In this tutorial, we will use a banking loan scenario with the goal of building a linear regression model to predict the "interest rate" from "loan amount" and "installment" using the loan default by using Kaggle's latest LendingClub dataset. 

Read more about the Lending Club dataset. [Kaggle's Lending Club dataset](https://www.kaggle.com/wendykan/lending-club-loan-data).

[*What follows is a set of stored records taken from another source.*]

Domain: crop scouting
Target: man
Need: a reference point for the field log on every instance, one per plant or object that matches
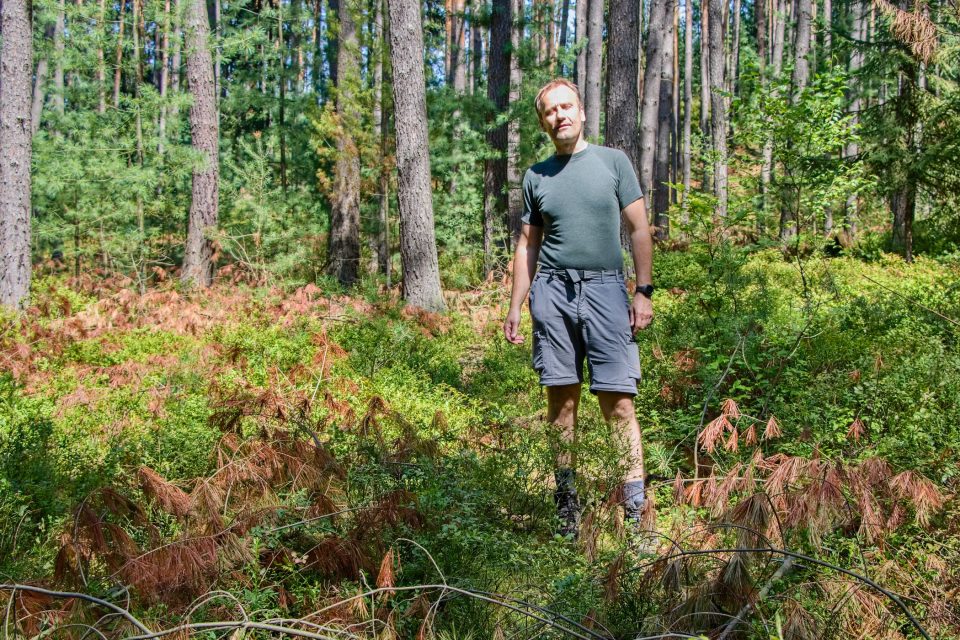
(573, 202)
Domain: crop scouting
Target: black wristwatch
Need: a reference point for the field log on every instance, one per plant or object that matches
(645, 289)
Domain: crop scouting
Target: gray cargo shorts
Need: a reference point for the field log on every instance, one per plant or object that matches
(579, 314)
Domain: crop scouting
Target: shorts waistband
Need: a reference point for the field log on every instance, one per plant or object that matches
(580, 275)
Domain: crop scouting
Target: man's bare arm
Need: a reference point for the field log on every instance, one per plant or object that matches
(635, 215)
(524, 266)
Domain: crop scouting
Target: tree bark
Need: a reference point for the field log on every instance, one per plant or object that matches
(498, 92)
(665, 122)
(801, 76)
(658, 44)
(594, 68)
(343, 255)
(39, 88)
(58, 98)
(458, 68)
(705, 85)
(514, 187)
(718, 109)
(118, 70)
(16, 66)
(687, 101)
(622, 40)
(198, 254)
(580, 67)
(418, 249)
(852, 149)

### Import Python datable Package

In [None]:
#!pip install datatable

In [None]:
# Import Python datatable and other necessary libraries

import datatable as dt
import pandas as pd
import numpy as np
import time
from datatable import f,mean, sd
# dt.init_styles      Available in datatable version 0.10.0
print(dt.__version__)

### Read/Import data

In [None]:
# Import loan csv file and create frame with Python datatable

# Read loan.csv file
%time dt_loan= dt.fread("https://s3.amazonaws.com/data.h2o.ai/H2O-3-Tutorials/loan.csv", fill=True)

# Read browseNotes
dt_loan_dict= dt.fread("https://s3.amazonaws.com/data.h2o.ai/H2O-3-Tutorials/browseNotes.csv", fill=True) 

In [None]:
# Import loan csv file to create frame with Pandas

%time pd_loan= pd.read_csv("https://s3.amazonaws.com/data.h2o.ai/H2O-3-Tutorials/loan.csv")

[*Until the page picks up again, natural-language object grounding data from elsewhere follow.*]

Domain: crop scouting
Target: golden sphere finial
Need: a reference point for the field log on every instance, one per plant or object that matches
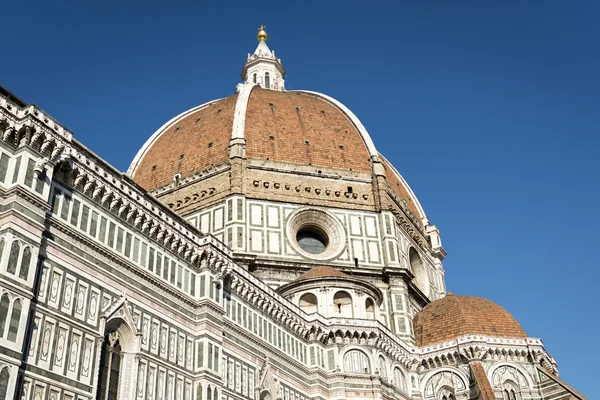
(262, 34)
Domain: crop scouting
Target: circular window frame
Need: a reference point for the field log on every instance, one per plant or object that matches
(324, 224)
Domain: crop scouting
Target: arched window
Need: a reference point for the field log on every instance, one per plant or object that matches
(356, 361)
(15, 318)
(370, 308)
(13, 258)
(399, 379)
(1, 247)
(4, 305)
(342, 304)
(4, 375)
(110, 367)
(25, 261)
(309, 303)
(419, 271)
(382, 368)
(510, 391)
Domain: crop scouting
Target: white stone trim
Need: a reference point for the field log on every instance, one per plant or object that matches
(408, 189)
(359, 126)
(239, 118)
(144, 149)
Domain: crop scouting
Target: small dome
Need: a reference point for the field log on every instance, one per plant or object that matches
(454, 316)
(290, 127)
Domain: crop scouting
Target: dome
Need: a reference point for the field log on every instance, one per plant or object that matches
(259, 137)
(291, 127)
(454, 316)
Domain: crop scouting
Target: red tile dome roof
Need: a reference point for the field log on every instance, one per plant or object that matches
(292, 127)
(322, 272)
(454, 316)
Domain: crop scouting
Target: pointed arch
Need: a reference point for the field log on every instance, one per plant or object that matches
(4, 306)
(4, 378)
(25, 263)
(119, 349)
(13, 257)
(369, 308)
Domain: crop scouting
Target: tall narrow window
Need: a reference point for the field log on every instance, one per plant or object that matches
(110, 366)
(399, 379)
(342, 303)
(199, 392)
(419, 270)
(308, 303)
(4, 305)
(25, 261)
(382, 369)
(15, 318)
(13, 258)
(356, 361)
(4, 375)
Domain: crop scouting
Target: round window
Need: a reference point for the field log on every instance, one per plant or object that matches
(315, 234)
(312, 240)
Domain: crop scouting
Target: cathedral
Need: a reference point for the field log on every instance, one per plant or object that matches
(259, 247)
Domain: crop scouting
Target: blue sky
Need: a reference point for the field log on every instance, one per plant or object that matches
(488, 109)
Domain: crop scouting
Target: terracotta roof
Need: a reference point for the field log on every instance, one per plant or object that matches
(301, 128)
(485, 387)
(290, 127)
(453, 316)
(190, 145)
(321, 272)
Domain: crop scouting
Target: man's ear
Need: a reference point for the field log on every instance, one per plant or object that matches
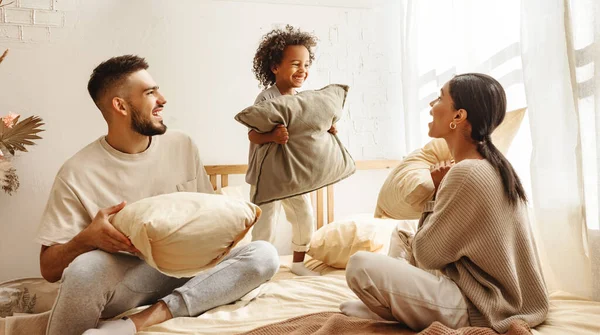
(119, 106)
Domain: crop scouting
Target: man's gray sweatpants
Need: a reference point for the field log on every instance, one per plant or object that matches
(98, 285)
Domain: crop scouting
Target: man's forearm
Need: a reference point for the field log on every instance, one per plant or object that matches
(55, 259)
(259, 138)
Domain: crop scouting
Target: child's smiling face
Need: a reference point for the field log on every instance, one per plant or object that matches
(293, 70)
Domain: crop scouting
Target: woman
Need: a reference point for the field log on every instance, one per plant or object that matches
(475, 231)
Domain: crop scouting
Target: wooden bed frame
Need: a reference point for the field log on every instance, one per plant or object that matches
(214, 171)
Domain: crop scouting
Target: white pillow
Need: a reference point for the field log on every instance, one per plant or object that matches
(334, 243)
(180, 234)
(409, 186)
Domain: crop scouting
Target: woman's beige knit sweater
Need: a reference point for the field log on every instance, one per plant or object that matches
(485, 245)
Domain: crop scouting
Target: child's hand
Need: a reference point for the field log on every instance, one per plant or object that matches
(332, 130)
(280, 134)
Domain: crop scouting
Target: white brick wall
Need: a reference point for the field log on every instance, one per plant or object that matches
(350, 53)
(30, 20)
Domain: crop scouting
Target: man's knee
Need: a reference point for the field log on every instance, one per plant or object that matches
(89, 269)
(265, 259)
(358, 268)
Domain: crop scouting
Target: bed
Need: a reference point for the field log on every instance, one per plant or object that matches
(287, 296)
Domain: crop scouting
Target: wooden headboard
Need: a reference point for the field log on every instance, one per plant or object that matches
(223, 171)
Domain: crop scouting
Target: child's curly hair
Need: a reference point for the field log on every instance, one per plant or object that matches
(270, 51)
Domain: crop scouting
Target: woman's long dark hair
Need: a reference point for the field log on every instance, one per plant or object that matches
(485, 102)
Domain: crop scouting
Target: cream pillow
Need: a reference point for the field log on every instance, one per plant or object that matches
(183, 233)
(333, 244)
(409, 186)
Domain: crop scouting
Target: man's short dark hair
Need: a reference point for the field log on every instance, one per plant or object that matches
(113, 72)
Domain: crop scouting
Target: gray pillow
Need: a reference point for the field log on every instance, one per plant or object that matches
(312, 158)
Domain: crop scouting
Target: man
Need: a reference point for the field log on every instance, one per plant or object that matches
(138, 158)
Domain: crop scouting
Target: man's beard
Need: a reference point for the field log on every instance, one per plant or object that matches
(145, 126)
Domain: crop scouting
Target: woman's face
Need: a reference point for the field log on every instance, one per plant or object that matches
(443, 112)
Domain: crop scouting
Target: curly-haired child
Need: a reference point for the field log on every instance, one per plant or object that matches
(281, 65)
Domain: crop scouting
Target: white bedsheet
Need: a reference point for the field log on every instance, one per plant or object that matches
(287, 296)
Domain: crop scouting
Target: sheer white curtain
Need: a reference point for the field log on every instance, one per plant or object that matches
(441, 38)
(544, 53)
(560, 59)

### Let's look at the loan dataframe

A few of the basic properties of the dataframe 

In [None]:
# Size of the frame(shape)  - number of rows by columns using print(dt_loan.shape)  



In [None]:
# Column names(names) - Top get the first 10 column names using print(dt_loan.names[:10]) 


In [None]:
# Column Types(top 5)(stypes) using print(dt_loan.stypes[:5]) 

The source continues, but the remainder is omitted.